Senator PiS Piotr Łukasz Andrzejewski zwraca uwagę, że następujące po sobie od 1989 r. ekipy rządowe w Polsce nie uregulowały i nie zamknęły ostatecznie spraw własności nieruchomości opuszczonych przez obywateli niemieckich. Ta sytuacja, zdaniem prawników, sprzyja składaniu pozwów do polskich sądów o zwrot mienia. Niestety, jak się okazuje, polskie władze nie są w stanie oszacować, jak duża jest to skala. Wioletta Paprocka, rzecznik Ministerstwa Spraw Wewnętrznych i Administracji, oznajmia, że kwestią ewentualnego monitoringu liczby pozwów obywateli niemieckich w stosunku do Polski i jej obywateli zajmuje się Ministerstwo Skarbu Państwa. - Nie leży to w naszych kompetencjach. W tej części stroną zainteresowaną są starostowie lub Prokuratoria Generalna - oznajmia z kolei Maciej Wewiór, rzecznik MSP. Według niego, jeżeli sprawa dotyczy majątku o wartości powyżej jednego miliona złotych, wtedy leży ona w kompetencjach jednego z organów państwowych, który powołany jest przez Prokuratorię Generalną, natomiast w przypadku kwoty niższej - stroną bezpośrednio zainteresowaną są organy lokalne, np. starostowie.

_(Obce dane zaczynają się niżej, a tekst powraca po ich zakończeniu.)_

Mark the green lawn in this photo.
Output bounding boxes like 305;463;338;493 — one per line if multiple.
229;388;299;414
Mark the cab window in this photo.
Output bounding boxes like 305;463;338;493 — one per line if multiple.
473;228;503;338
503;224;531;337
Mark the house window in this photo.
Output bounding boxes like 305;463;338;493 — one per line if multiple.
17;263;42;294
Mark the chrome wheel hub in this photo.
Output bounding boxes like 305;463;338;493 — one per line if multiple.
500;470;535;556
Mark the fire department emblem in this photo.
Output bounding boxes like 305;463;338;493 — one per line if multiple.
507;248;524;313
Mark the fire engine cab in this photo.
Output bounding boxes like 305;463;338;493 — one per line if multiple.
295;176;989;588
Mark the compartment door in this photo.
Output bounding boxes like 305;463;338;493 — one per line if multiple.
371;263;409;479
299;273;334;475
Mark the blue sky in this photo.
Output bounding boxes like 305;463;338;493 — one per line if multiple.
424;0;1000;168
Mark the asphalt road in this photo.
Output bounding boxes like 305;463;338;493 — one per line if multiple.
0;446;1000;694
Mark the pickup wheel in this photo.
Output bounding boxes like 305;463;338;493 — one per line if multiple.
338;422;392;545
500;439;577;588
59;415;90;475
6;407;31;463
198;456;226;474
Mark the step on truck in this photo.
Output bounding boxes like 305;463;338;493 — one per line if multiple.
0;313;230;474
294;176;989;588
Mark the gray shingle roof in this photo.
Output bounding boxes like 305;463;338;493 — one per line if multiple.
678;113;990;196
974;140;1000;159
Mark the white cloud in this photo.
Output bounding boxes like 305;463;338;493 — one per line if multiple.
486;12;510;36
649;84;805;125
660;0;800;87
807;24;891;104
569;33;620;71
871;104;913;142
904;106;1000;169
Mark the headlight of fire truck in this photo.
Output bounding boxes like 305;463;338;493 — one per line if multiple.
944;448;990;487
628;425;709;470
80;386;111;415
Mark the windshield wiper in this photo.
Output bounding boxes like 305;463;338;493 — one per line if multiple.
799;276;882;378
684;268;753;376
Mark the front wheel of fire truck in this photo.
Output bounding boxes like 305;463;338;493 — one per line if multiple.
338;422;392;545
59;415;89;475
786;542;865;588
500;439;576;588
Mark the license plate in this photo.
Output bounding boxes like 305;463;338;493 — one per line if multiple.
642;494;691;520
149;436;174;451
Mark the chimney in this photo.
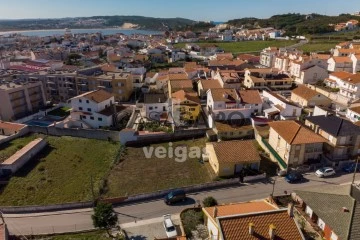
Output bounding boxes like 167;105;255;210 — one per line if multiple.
269;224;276;240
213;207;217;218
288;202;294;218
249;222;255;235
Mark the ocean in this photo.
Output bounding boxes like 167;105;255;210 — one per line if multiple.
0;28;162;37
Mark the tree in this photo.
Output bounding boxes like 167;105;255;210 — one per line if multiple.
203;196;217;207
91;202;118;237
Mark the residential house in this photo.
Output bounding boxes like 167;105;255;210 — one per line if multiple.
203;200;305;240
144;93;169;121
206;140;261;177
262;90;301;120
346;106;360;123
268;120;326;168
213;69;244;89
69;89;115;128
0;81;46;121
206;88;262;128
171;90;201;125
291;85;332;107
305;115;360;162
327;57;353;73
295;184;360;240
350;53;360;73
197;79;222;99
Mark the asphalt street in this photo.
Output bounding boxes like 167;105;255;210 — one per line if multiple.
4;173;360;235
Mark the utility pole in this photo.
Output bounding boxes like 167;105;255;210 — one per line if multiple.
352;156;360;184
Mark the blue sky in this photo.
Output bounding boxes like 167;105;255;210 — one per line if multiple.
0;0;360;21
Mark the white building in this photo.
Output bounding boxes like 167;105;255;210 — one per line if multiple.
206;88;262;128
69;89;115;128
262;90;301;120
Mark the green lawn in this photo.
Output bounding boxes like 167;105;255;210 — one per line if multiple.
48;107;71;117
37;231;111;240
0;136;120;206
105;139;212;197
0;136;36;163
174;40;297;54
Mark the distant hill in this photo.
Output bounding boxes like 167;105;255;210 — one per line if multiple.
0;16;197;31
227;13;360;35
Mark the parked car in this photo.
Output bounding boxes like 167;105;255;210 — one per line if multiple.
342;163;360;173
285;172;304;183
315;167;336;177
164;190;186;205
163;214;177;238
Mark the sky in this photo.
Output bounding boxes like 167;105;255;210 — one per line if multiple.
0;0;360;21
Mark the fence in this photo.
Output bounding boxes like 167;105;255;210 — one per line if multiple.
28;126;120;142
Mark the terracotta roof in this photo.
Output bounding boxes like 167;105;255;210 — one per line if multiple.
0;121;26;131
332;57;352;63
239;90;262;104
81;89;114;103
219;209;303;240
210;88;239;102
269;120;326;144
203;200;277;218
291;85;321;100
330;72;352;79
200;80;222;90
211;140;260;163
170;80;193;90
171;90;200;104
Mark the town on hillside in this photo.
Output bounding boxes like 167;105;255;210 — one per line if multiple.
0;14;360;240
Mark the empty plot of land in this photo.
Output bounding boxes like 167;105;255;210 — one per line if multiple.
0;135;120;206
105;139;212;197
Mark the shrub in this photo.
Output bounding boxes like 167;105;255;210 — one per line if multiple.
203;196;218;207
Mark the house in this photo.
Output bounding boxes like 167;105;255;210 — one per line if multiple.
69;89;116;128
206;88;262;128
203;200;305;240
202;199;278;239
294;184;360;240
327;57;353;73
262;90;301;120
206;140;261;177
305;116;360;165
291;85;332;107
197;79;222;99
346;106;360;123
268;120;326;167
171;90;201;125
144;93;169;121
295;65;329;84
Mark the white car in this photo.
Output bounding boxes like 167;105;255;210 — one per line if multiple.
163;214;177;238
315;167;336;177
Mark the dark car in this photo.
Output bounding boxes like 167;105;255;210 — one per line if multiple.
164;190;186;205
342;163;360;173
285;172;304;183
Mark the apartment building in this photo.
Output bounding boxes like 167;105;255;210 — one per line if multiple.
18;70;133;102
0;82;46;121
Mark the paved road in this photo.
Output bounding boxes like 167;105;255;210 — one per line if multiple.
4;173;359;235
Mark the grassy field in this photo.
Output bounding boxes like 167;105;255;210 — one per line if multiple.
37;231;111;240
105;139;212;197
0;136;36;163
174;40;296;54
0;136;119;206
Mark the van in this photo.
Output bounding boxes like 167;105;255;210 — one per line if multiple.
164;190;186;205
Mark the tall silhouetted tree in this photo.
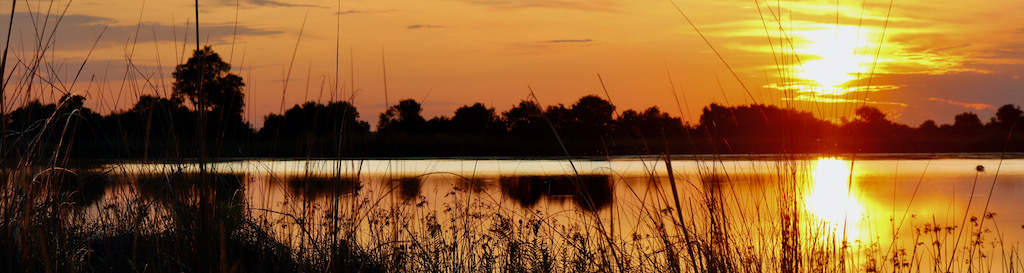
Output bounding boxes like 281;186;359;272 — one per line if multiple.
377;99;427;134
856;106;889;124
953;111;982;136
571;95;615;135
502;100;551;136
172;46;245;116
452;102;504;133
172;46;252;139
995;104;1024;130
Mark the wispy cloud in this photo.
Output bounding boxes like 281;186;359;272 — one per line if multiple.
0;12;283;50
406;25;444;30
448;0;618;11
334;9;397;15
542;39;594;44
928;97;995;110
213;0;328;8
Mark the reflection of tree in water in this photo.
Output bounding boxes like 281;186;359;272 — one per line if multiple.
283;175;362;200
499;175;614;211
391;177;423;201
135;172;245;204
455;177;490;193
21;168;111;209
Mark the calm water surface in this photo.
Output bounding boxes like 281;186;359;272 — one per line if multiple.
86;157;1024;271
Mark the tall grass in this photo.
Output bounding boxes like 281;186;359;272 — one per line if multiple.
0;2;1024;272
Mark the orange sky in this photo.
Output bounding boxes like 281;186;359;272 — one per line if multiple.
0;0;1024;126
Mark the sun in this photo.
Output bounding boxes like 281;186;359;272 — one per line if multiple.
804;158;863;237
796;26;872;95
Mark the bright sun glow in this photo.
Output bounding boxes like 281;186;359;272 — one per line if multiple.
797;26;871;95
805;158;863;238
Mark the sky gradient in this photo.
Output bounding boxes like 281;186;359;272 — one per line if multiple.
0;0;1024;126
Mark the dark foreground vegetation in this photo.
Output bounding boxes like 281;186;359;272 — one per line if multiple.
0;47;1024;272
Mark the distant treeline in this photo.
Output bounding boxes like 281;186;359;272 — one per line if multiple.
4;93;1024;160
0;47;1024;163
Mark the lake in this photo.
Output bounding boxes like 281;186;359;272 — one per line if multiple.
64;154;1024;272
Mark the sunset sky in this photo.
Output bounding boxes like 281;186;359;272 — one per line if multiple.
0;0;1024;126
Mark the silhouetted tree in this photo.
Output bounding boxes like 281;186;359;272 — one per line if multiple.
571;95;615;136
377;99;427;134
452;102;504;133
502;100;551;136
953;111;982;136
995;104;1024;130
618;106;685;139
171;46;254;141
172;46;245;117
426;116;455;134
856;106;890;124
260;101;370;138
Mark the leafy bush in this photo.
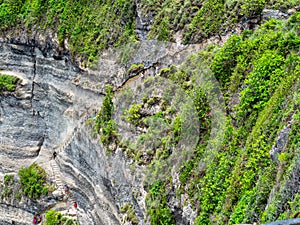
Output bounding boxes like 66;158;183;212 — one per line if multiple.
44;210;77;225
95;86;117;150
18;163;48;199
0;75;19;93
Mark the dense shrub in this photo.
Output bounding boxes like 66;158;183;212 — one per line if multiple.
0;75;19;94
18;163;48;199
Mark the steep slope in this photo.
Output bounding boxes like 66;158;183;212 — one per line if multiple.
0;0;300;224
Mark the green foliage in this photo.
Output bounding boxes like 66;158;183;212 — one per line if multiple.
18;163;48;199
0;75;19;94
44;210;77;225
124;104;142;126
120;203;139;225
127;63;144;74
95;86;117;150
4;174;15;185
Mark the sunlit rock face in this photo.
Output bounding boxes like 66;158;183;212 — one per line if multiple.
0;36;210;225
0;43;125;224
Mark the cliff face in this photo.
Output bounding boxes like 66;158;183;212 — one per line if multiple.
0;39;215;225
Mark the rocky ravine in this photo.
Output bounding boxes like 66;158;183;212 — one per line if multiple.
0;36;225;225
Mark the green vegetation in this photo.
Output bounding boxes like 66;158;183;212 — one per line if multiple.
0;0;300;65
120;203;139;225
0;0;300;225
0;75;19;94
0;0;136;62
19;163;48;199
127;63;144;74
44;210;78;225
95;86;117;150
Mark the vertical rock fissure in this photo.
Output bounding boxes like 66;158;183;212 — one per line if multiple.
30;46;36;110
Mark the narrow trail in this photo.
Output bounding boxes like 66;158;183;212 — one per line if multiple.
41;113;90;221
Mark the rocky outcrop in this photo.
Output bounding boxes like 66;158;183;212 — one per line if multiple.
0;27;246;225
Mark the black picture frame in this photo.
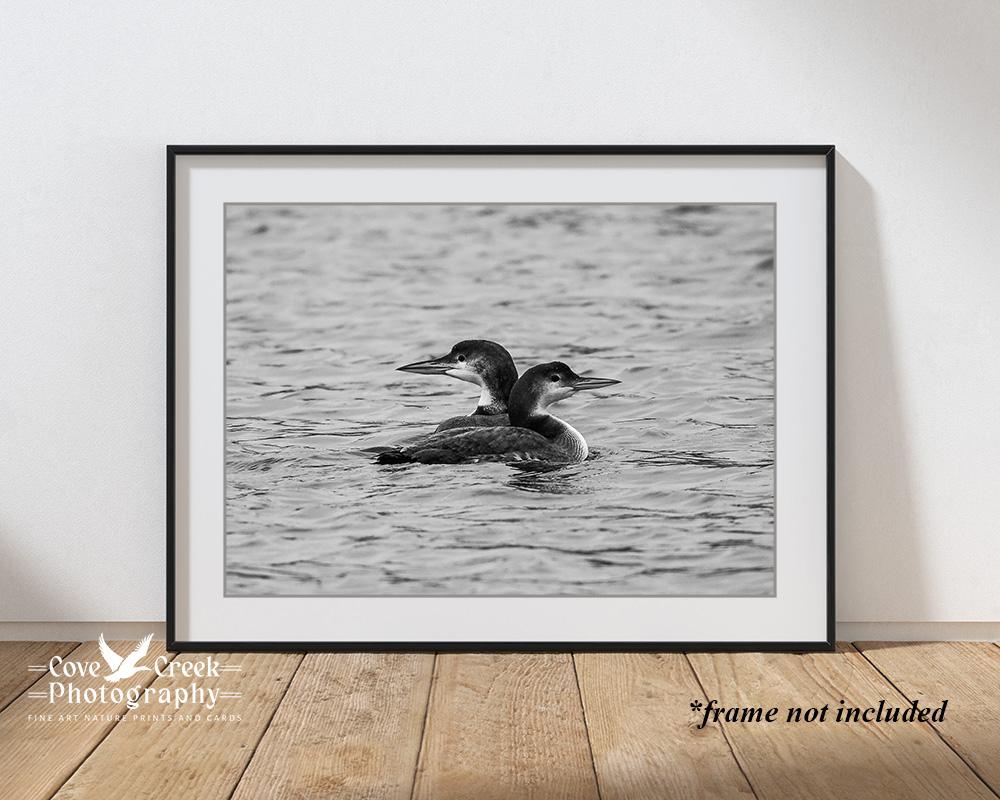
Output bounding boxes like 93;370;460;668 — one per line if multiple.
166;144;836;653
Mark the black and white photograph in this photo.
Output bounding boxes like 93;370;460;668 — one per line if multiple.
224;202;780;597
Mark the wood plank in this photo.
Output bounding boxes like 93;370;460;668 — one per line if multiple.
414;653;598;800
855;642;1000;793
575;653;753;800
689;646;995;800
0;642;79;711
234;653;434;800
56;653;302;800
0;642;170;800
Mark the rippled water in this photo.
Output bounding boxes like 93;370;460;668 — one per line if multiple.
226;205;774;595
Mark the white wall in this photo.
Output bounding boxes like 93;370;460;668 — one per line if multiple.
0;0;1000;631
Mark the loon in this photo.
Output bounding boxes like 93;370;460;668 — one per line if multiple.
396;339;517;431
377;361;621;464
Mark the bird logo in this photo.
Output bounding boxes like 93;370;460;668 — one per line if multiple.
97;633;153;683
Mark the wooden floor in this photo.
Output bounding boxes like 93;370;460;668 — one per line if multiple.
0;642;1000;800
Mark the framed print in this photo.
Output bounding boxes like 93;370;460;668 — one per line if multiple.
167;145;834;651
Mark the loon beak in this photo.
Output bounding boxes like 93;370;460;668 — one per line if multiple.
573;377;621;391
396;356;455;375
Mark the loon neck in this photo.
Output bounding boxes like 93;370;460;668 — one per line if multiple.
510;411;590;461
472;383;507;416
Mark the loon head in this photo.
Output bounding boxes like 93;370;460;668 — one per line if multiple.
396;339;517;414
510;361;621;425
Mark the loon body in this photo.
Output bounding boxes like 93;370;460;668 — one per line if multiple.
378;361;621;464
397;339;517;431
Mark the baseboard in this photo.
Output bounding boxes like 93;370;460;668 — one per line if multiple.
0;622;1000;642
837;622;1000;642
0;622;167;642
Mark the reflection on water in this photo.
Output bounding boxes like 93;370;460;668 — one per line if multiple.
226;205;774;595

Andrzejewski uważa, że problem rozstrzygania własności nieruchomości opuszczonych po wojnie przez obywateli niemieckich został niesłusznie pozostawiony do rozstrzygnięcia przez polskie sądownictwo, podczas gdy te sprawy powinny być rozwiązane ustawowo z mocy prawa. Potwierdza to Arciszewska-Mielewczyk. - My, jako państwo polskie, nie powinniśmy zapominać o skomplikowanych historycznych meandrach Polski i działać przede wszystkim na pożytek tych obywateli, którzy tu dziś mieszkają. Nie z własnej woli bowiem wpadli oni w tę pułapkę administracyjną, gdzie spycha się na nich wszelką odpowiedzialność za niedoróbki prawne czy funkcjonowanie wadliwego prawa jeszcze od czasów komunistycznych - konstatuje senator.
Po wczorajszych rozprawach Sąd Rejonowy w Nidzicy zdecydował się do 7 kwietnia odroczyć proces Smoliński - Lukaschewski o tzw. zasiedzenie w gospodarstwie w Kanigowie w woj. warmińsko-mazurskim, którego zwrotu żąda spadkobierca dawnych właścicieli. Z kolei w procesie Wendrof - Milewski strona powodowa nie wykazała żadnych dowodów, które by potwierdzały jej własność spornej nieruchomości. Sąd dał pani Wendrof miesiąc na ich przedstawienie.